The point, she explained to the New Yorker’s correspondent, was to “emphasise that unemployment is part of our mission……I was trying to explain that we’re doing this to help American families who are struggling in the aftermath of the Great Recession”. The article goes on to describe at length how “economic misfortune for ordinary people has been on Yellen’s mind for most of her life”. It traces her career as an economist, and how she came to believe in the power of governments to do good. In her words: “I come from an intellectual tradition where public policy is important, it can make a positive contribution, it’s our social obligation to do this. We can halp to make the world a better place”.
Later still she talks about the headwinds still facing the reviving American economy and has this unequivocal conclusion: “Even when the headwinds have diminished to the point where the economy is finally back on track and it’s where we want it to be, it’s still going to require an unusually accommodative monetary policy”. There really could not be any clearer statement that if Yellen has her way, the Fed is going to stick to its low interest rate policy for as long as possible, with reducing unemployment further having the highest priority. Of course she has to carry other, much more hawkish members of the Federal Reserve’s Open Market Committee with her, but her personal priorities could not be clearer.
The issue of course, with the Federal Reserve, as with policymakers and governments in general, is that success and failure are ultimately determined not by the quality of your intentions, but by the outcomes that your policies produce.
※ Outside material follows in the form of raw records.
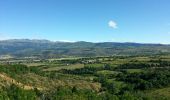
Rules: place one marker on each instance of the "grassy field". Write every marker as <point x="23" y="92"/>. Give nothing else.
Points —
<point x="70" y="67"/>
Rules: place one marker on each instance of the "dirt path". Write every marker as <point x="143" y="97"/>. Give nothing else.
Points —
<point x="13" y="81"/>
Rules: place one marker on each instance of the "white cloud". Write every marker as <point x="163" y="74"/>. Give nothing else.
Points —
<point x="112" y="24"/>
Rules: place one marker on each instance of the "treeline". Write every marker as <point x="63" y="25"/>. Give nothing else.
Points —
<point x="151" y="64"/>
<point x="87" y="70"/>
<point x="147" y="80"/>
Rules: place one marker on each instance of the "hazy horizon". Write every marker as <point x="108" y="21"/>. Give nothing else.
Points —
<point x="139" y="21"/>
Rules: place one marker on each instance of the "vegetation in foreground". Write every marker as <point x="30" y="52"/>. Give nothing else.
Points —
<point x="96" y="78"/>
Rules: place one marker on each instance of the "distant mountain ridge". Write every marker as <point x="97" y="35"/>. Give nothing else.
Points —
<point x="50" y="49"/>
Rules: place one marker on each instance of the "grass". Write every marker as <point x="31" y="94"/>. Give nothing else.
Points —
<point x="107" y="72"/>
<point x="156" y="94"/>
<point x="69" y="67"/>
<point x="134" y="70"/>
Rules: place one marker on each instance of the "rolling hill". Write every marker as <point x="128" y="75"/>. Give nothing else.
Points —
<point x="49" y="49"/>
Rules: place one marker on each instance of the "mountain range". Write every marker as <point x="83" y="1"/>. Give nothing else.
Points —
<point x="49" y="49"/>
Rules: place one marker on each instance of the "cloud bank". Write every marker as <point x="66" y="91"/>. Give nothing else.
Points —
<point x="112" y="24"/>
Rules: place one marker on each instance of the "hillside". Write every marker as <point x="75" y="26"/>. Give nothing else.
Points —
<point x="49" y="49"/>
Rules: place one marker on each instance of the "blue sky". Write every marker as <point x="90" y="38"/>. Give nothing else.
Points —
<point x="144" y="21"/>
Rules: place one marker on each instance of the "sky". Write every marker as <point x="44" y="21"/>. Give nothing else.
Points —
<point x="141" y="21"/>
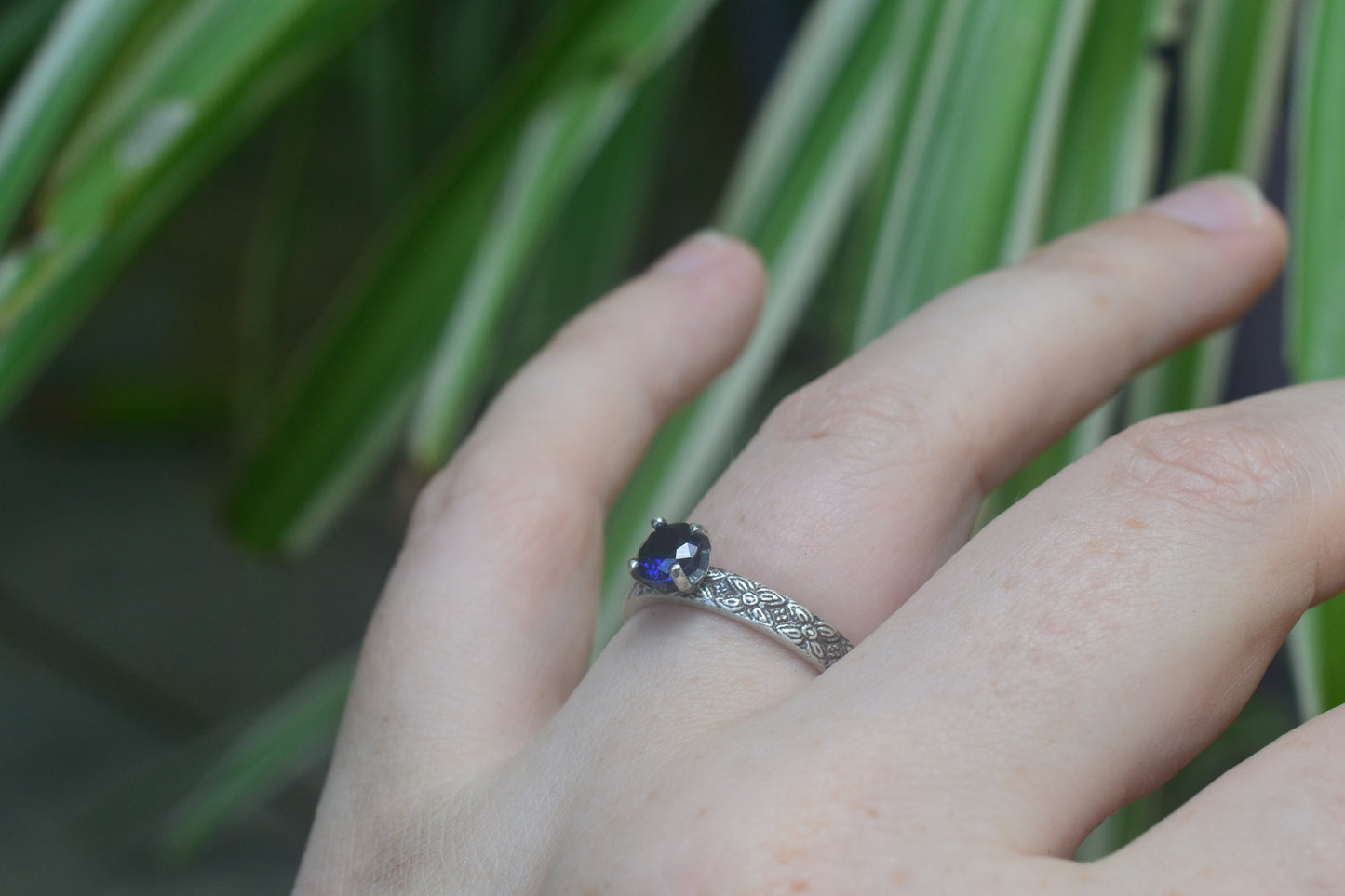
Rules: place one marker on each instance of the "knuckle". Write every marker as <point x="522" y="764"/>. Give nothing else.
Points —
<point x="1209" y="463"/>
<point x="1090" y="265"/>
<point x="864" y="413"/>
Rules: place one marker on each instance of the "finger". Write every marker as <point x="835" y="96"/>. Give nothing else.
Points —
<point x="1095" y="636"/>
<point x="1272" y="825"/>
<point x="862" y="483"/>
<point x="487" y="621"/>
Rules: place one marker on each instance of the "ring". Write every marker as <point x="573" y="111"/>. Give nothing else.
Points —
<point x="674" y="567"/>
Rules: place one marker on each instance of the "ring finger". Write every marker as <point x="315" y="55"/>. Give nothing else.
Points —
<point x="860" y="486"/>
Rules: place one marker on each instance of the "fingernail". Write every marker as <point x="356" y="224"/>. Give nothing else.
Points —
<point x="695" y="253"/>
<point x="1221" y="204"/>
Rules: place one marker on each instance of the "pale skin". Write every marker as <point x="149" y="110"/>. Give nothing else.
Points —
<point x="1006" y="693"/>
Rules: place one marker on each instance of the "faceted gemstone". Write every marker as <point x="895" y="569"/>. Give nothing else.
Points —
<point x="671" y="543"/>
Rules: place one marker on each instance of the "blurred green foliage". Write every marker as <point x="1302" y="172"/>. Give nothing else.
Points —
<point x="502" y="162"/>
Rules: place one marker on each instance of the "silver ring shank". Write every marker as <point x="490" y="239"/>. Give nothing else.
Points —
<point x="752" y="603"/>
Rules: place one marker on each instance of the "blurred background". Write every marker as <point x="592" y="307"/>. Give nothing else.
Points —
<point x="265" y="260"/>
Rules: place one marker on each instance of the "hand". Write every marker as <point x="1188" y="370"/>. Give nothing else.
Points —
<point x="1006" y="694"/>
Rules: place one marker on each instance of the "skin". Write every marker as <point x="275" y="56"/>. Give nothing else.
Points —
<point x="1006" y="693"/>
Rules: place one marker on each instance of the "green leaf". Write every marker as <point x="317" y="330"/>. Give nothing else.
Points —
<point x="1315" y="293"/>
<point x="1106" y="165"/>
<point x="557" y="145"/>
<point x="809" y="155"/>
<point x="54" y="87"/>
<point x="265" y="264"/>
<point x="21" y="24"/>
<point x="283" y="742"/>
<point x="576" y="265"/>
<point x="975" y="169"/>
<point x="1231" y="82"/>
<point x="459" y="247"/>
<point x="202" y="81"/>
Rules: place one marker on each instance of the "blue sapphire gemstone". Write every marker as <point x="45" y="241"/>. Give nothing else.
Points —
<point x="671" y="543"/>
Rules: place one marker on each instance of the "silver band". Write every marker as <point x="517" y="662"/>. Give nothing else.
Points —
<point x="752" y="603"/>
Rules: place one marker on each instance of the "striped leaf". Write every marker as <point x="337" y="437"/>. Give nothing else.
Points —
<point x="809" y="155"/>
<point x="195" y="87"/>
<point x="431" y="292"/>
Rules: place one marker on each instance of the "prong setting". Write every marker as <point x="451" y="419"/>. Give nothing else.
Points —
<point x="674" y="558"/>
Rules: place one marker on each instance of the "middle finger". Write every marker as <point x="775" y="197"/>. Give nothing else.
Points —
<point x="861" y="485"/>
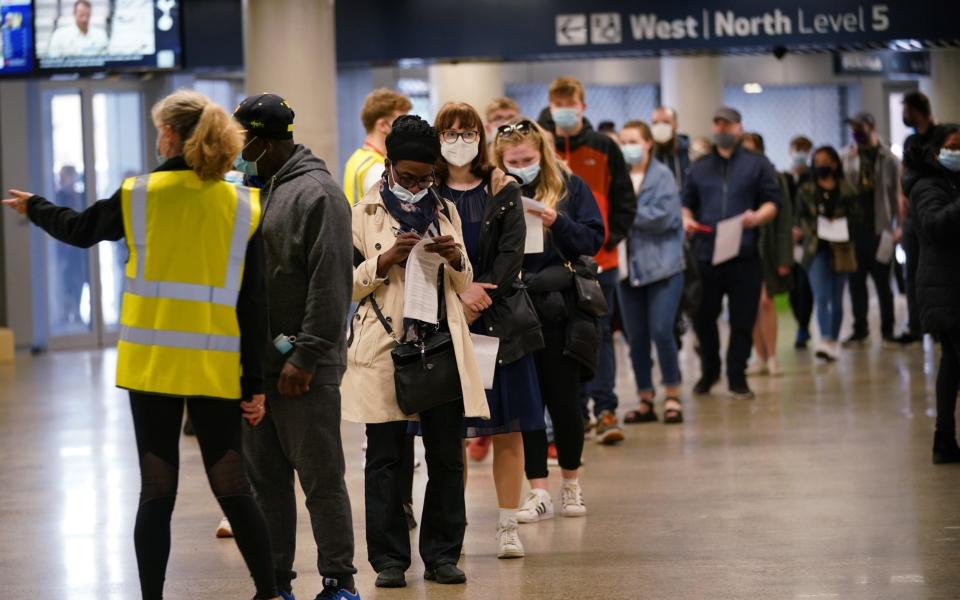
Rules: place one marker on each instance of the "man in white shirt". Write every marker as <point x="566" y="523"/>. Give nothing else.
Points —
<point x="78" y="39"/>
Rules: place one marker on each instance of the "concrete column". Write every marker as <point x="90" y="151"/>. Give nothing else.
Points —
<point x="477" y="84"/>
<point x="944" y="85"/>
<point x="289" y="50"/>
<point x="693" y="86"/>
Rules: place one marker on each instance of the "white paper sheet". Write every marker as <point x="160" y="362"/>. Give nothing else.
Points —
<point x="623" y="259"/>
<point x="833" y="230"/>
<point x="485" y="348"/>
<point x="420" y="284"/>
<point x="885" y="249"/>
<point x="534" y="242"/>
<point x="727" y="243"/>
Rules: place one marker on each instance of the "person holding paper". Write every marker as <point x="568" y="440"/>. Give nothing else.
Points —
<point x="934" y="189"/>
<point x="574" y="228"/>
<point x="728" y="183"/>
<point x="874" y="173"/>
<point x="828" y="202"/>
<point x="651" y="292"/>
<point x="491" y="213"/>
<point x="387" y="224"/>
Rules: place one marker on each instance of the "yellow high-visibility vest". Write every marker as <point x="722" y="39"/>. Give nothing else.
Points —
<point x="188" y="240"/>
<point x="355" y="172"/>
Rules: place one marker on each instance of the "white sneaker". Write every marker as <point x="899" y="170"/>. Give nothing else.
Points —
<point x="773" y="367"/>
<point x="571" y="501"/>
<point x="224" y="529"/>
<point x="756" y="368"/>
<point x="538" y="507"/>
<point x="508" y="540"/>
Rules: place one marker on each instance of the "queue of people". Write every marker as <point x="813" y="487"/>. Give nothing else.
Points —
<point x="242" y="324"/>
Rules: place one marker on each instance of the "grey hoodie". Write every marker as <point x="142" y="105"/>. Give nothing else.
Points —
<point x="309" y="267"/>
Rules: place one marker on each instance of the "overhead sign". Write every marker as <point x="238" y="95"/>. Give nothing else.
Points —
<point x="882" y="62"/>
<point x="373" y="32"/>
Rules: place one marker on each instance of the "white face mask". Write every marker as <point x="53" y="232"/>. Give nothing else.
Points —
<point x="661" y="132"/>
<point x="460" y="153"/>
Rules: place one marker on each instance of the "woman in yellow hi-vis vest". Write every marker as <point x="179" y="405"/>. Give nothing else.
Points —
<point x="193" y="328"/>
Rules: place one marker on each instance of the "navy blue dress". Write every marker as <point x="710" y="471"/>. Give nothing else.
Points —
<point x="514" y="401"/>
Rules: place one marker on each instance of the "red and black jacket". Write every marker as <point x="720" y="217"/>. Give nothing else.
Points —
<point x="597" y="160"/>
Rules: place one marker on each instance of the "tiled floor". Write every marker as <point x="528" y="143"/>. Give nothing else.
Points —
<point x="822" y="487"/>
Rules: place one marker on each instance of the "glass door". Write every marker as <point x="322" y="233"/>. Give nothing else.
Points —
<point x="93" y="140"/>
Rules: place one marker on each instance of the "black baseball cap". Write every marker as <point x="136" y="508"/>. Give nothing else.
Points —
<point x="862" y="118"/>
<point x="725" y="113"/>
<point x="266" y="116"/>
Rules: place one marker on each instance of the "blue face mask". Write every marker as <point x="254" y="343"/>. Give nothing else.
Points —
<point x="565" y="118"/>
<point x="248" y="167"/>
<point x="950" y="159"/>
<point x="405" y="195"/>
<point x="633" y="153"/>
<point x="526" y="174"/>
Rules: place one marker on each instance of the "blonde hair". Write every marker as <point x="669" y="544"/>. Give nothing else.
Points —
<point x="382" y="103"/>
<point x="211" y="138"/>
<point x="552" y="188"/>
<point x="566" y="87"/>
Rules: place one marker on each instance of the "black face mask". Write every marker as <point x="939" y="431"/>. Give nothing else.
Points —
<point x="823" y="172"/>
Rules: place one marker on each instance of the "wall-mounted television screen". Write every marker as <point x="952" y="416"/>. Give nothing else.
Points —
<point x="16" y="37"/>
<point x="76" y="35"/>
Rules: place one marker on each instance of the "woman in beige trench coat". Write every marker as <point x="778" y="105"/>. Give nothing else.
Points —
<point x="387" y="223"/>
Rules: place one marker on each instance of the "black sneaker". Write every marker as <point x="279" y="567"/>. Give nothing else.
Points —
<point x="741" y="391"/>
<point x="391" y="577"/>
<point x="445" y="575"/>
<point x="703" y="386"/>
<point x="857" y="339"/>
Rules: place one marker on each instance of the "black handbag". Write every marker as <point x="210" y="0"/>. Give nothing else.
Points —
<point x="425" y="371"/>
<point x="511" y="315"/>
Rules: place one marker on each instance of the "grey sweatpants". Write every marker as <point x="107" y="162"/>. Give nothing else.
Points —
<point x="302" y="434"/>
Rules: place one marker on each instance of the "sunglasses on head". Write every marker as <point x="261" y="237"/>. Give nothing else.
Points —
<point x="523" y="127"/>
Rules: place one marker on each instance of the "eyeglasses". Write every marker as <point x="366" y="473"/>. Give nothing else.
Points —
<point x="524" y="127"/>
<point x="450" y="136"/>
<point x="409" y="181"/>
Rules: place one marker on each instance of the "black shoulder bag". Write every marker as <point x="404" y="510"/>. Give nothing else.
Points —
<point x="425" y="371"/>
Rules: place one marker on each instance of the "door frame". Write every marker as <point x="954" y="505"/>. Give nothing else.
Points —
<point x="98" y="336"/>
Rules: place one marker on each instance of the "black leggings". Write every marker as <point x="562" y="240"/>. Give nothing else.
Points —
<point x="948" y="382"/>
<point x="156" y="421"/>
<point x="559" y="378"/>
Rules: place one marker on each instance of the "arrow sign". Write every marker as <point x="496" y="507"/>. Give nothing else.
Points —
<point x="572" y="30"/>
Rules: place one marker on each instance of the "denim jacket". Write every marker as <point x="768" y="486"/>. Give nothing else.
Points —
<point x="655" y="247"/>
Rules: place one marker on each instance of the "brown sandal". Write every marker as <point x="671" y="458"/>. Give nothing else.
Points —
<point x="636" y="416"/>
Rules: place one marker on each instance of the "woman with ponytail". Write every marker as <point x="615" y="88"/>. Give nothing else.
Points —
<point x="573" y="227"/>
<point x="193" y="322"/>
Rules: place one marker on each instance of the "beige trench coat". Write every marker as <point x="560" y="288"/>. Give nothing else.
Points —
<point x="368" y="393"/>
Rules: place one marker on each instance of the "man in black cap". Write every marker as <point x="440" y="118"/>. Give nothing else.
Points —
<point x="874" y="172"/>
<point x="309" y="265"/>
<point x="729" y="182"/>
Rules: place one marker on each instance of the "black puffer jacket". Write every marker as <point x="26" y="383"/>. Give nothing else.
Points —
<point x="935" y="198"/>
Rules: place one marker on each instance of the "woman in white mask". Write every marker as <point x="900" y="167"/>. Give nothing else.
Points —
<point x="573" y="227"/>
<point x="494" y="231"/>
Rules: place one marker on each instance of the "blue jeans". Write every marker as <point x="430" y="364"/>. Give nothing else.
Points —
<point x="827" y="294"/>
<point x="601" y="387"/>
<point x="648" y="314"/>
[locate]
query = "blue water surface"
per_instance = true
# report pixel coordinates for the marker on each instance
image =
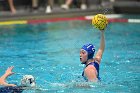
(50, 52)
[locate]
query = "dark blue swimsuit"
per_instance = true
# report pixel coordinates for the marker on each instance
(10, 89)
(96, 65)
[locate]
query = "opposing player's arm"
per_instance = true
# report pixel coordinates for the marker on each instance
(100, 51)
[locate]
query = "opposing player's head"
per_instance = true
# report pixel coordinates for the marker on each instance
(87, 52)
(28, 81)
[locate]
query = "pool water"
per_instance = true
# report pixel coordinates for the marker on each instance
(50, 52)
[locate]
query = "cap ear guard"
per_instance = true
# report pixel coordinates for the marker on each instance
(28, 80)
(90, 50)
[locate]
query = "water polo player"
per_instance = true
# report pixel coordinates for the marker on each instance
(91, 70)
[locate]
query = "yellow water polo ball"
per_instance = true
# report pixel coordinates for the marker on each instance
(99, 21)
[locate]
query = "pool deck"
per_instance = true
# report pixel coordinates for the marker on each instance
(57, 12)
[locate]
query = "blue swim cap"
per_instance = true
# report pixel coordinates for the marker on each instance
(90, 50)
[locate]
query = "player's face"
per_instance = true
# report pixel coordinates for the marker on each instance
(83, 55)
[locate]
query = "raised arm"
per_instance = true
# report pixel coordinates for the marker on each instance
(100, 51)
(4, 77)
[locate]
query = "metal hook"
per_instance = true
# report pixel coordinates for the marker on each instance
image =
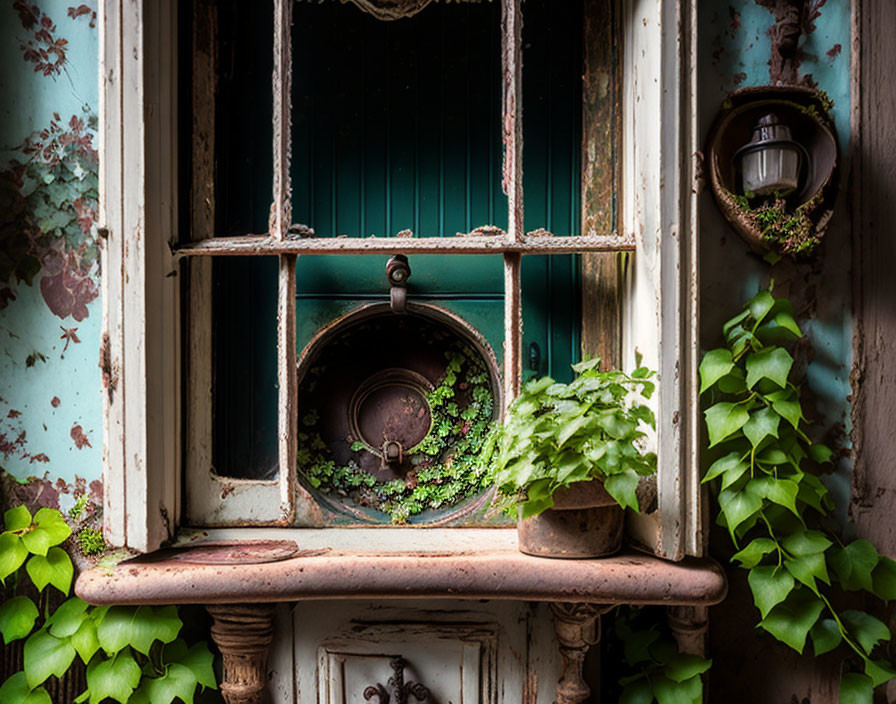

Six years on from the collapse of Lehman Brothers, the Fed’s unprecedented programme of monetary stimulus has done more to create wealth for the already wealthy than it has to generate a return to higher levels of economic growth. The country’s debt burden continues to rise, while the biggest banks remain “too big to fail”, making a repeat of 2008 all too possible.
Is all this really working to the advantage of Main Street rather than Wall Street? While it is refreshing to have the conscience of a liberal wielding so much influence in the most important institution in Washington, the dangers of letting go of the traditional tools of monetary policy in favour of a sincere but highly personal set of social imperatives are also high and mounting. We can’t say we haven’t been given fair warning of what may now lie ahead if the policy turns out to be too weak for the common good.